President Trump on Friday evening tweeted that next week’s Georgia Senate runoff elections are “both illegal and invalid,” even as he has been seeking to convince voters to throw their support behind the GOP senators seeking reelection.
Trump began his series of tweets by reiterating his unsubstantiated claims of “massive corruption which took place in the 2020 Election, which gives us far more votes than is necessary to win all of the Swing States.”
The president specifically noted a Georgia consent decree that he claimed was “unconstitutional,” which he then claimed made the two Senate races as well as his own loss in the Peach State to President-elect Joe Biden invalid.
The consent decree refers to a March agreement reached by state Democratic and Republican officials that gave voters an opportunity to fix ballots that contained an alleged mismatch between their signature as it appears on their ballot and the signature election officials have on file.
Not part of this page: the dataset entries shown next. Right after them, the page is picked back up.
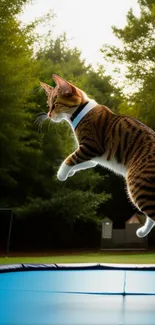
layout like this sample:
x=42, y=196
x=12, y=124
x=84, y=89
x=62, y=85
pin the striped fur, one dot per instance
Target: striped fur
x=120, y=143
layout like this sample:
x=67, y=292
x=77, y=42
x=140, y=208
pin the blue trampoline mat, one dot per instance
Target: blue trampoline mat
x=77, y=294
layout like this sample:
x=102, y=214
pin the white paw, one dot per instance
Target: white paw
x=61, y=177
x=71, y=173
x=63, y=172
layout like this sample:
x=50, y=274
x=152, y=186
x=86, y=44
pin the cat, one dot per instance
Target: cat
x=120, y=143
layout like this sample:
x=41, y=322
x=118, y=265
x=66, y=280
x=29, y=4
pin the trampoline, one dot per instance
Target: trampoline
x=84, y=294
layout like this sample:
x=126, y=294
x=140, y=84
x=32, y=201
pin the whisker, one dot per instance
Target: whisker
x=41, y=118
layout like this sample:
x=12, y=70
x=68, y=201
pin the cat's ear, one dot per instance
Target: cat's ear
x=46, y=87
x=64, y=86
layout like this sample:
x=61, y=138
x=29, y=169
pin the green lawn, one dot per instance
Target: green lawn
x=101, y=257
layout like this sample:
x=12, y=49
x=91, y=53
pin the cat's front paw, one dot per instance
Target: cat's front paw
x=63, y=172
x=61, y=176
x=71, y=173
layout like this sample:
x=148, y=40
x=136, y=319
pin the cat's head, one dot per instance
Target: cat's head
x=64, y=99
Trump and his allies have argued in multiple failed lawsuits that the consent decree was illegal because the decision did not involve state legislatures. However, as The New York Times reported, several groups have pointed out that Supreme Court rulings allow legislatures to delegate their authority to other state officials.
Trump is scheduled to hold a rally in Dalton, Ga., on Monday, one day before the Senate runoff elections, to encourage his supporters to turn out for GOP Sens. Kelly Loeffler and David Perdue, who are facing off against Democratic challengers the Rev. Raphael Warnock and Jon Ossoff, respectively.
Even while campaigning for the GOP candidates, whose elections will determine which party controls the Senate, the president has continued to advance his unfounded allegations of voting irregularities and fraud in November, despite the Electoral College confirming Biden’s win last month.
Trump has taken aim at top election officials in Georgia and on Wednesday called for Gov. Brian Kemp’s (R) resignation, tweeting that the governor is an “obstructionist” and attacking him for refusing to acknowledge that he won the presidential race in Georgia, despite Biden’s roughly 12,000-vote lead in the state.
Kemp dismissed Trump’s remarks, telling reporters that his top priorities were responding to the COVID-19 pandemic and reelecting Perdue and Loeffler.
“All these other things — there is a constitutional and legal process that is playing out, and I am very comfortable letting that process play out. But that horse has left the barn in Georgia and it’s headed to D.C. right now,” Kemp said of the presidential election.
“The next vote is going to be there, not here,” he continued. “So people need to be focused on the vote that is happening here, and that is right now in early voting and it will be on Tuesday.”